- 113 Okunma
- 0 Yorum
- 2 Beğeni
Hatırlamak /2
"İnsan gözden ibarettir aslında,
geri kalan cesettir.
Göz ise ancak dostu görene denir."
Mevlânâ Celaleddin Rumi
14 Rabiu’l-Evvel 1445
Günlerden; Cuma
Kız için isim; Fatma
Erkek için; Rıza
Günün yemekleri...
Saat, on biri on beş geçip, on ikiye kırk beş dakika yakın ya da uzaktı. Cam kenarındaki bir masada oturuyordu. Üzerindeki açık renkli trençkot, ince uzun boyuna zarif bir uyum sağlamıştı. Otuzlu yaşlarının son deminde olmalıydı. Omuzlarına dökülen sarı saçları, kafenin ışığı altında bal rengi bir parlaklık taşıyordu. İnce sayılabilecek bir yüzü vardı. Burnu, hafif kalkık ama fazlasıyla zarifti. Ama Zafer’in asıl dikkatini çeken kadının gözleriydi. Büyük, anlamlı ve yeşilin en berrak tonuna sahip gözler…

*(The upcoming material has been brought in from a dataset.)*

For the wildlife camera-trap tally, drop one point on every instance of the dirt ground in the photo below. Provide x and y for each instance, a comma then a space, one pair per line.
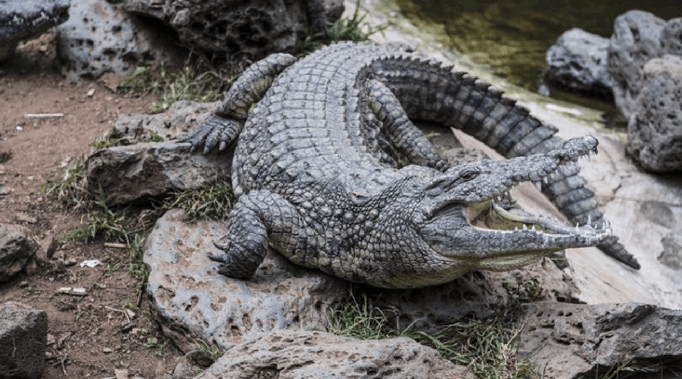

Kadın, başını hafifçe öne eğmiş, karşısında oturan adamın söylediklerini dinliyordu. Adam, onun kocası olmalıydı; masadaki el hareketleri ve dik duruşuyla kendi alanını işaret eden bir havası vardı. Kadının yüzüne eğilerek konuşması bile bir sahiplenmeyi ifade ediyordu.
Ama kadın… Kadın da başka bir şey vardı. O masada oturuyor, kocasının söylediklerini dinliyor gibi görünüyordu, ama yüzündeki belli belirsiz gerginlik, başka bir yerde olmayı istediğini ele veriyordu. Sanki o masaya, o adama ait değildi ya da aitmiş gibi davranmaktan yorulmuştu.
Zafer, gözlerini kadından ayırmadan, ceketinin cebinden çıkardığı sigarasını özensizce masaya bıraktı. Sigarasını yakıp derin bir nefes aldı. Eliyle önünde duran kahve fincanına uzandı. O esnada, sessizlik birden parçalandı. Bir kaç adım ötesindeki masada oturan iki genç, seslerini yükselterek konuşmaya başladılar. İlk başta bu, Zafer’in dikkatini bile çekmemişti; sıradan bir tartışmanın ötesinde görünmüyordu. Ancak ses tonları daha da keskinleştiğinde, kafenin genel uğultusunun üzerinde yükselen bir gerilim oluştu. Yanı başında yaşanan tartışmanın nedenini anlamaya çalışmadı. Sigarasından bir nefes daha alıp bu durumun, kafedeki insanları nasıl etkilediğini gözlemlemeye başladı. Uzakta oturan yaşlı adamın gazetesini indirip kaşlarını çattığını gördü. Yüzündeki rahatsızlık ifadesi, sessizlik isteyen birinin hayal kırıklığını yansıtıyordu. Bir başka masada oturan genç bir kadın ise, telefonunu eline alıp tartışmayı kayda almaya başlamıştı. Gözlerinde heyecanla karışık bir merak vardı. Belki de bu, kendi hayatına bir anlığına da olsa heyecan katacak bir fırsattı. Garsonlardan biri, masaları temizleme bahanesiyle kavganın olduğu bölgeden uzaklaşmıştı. Bir diğer garson ise, ellerini önlüğüne siliyor, ama müdahale etmek için yeterince cesaret bulamıyordu. O an garsonun elindeki not defterini hatırladı. Üzerine büyük harflerle “ biraz da cesaret lütfen “ yazdığını hayal etti. İstemsizce gülümsedi.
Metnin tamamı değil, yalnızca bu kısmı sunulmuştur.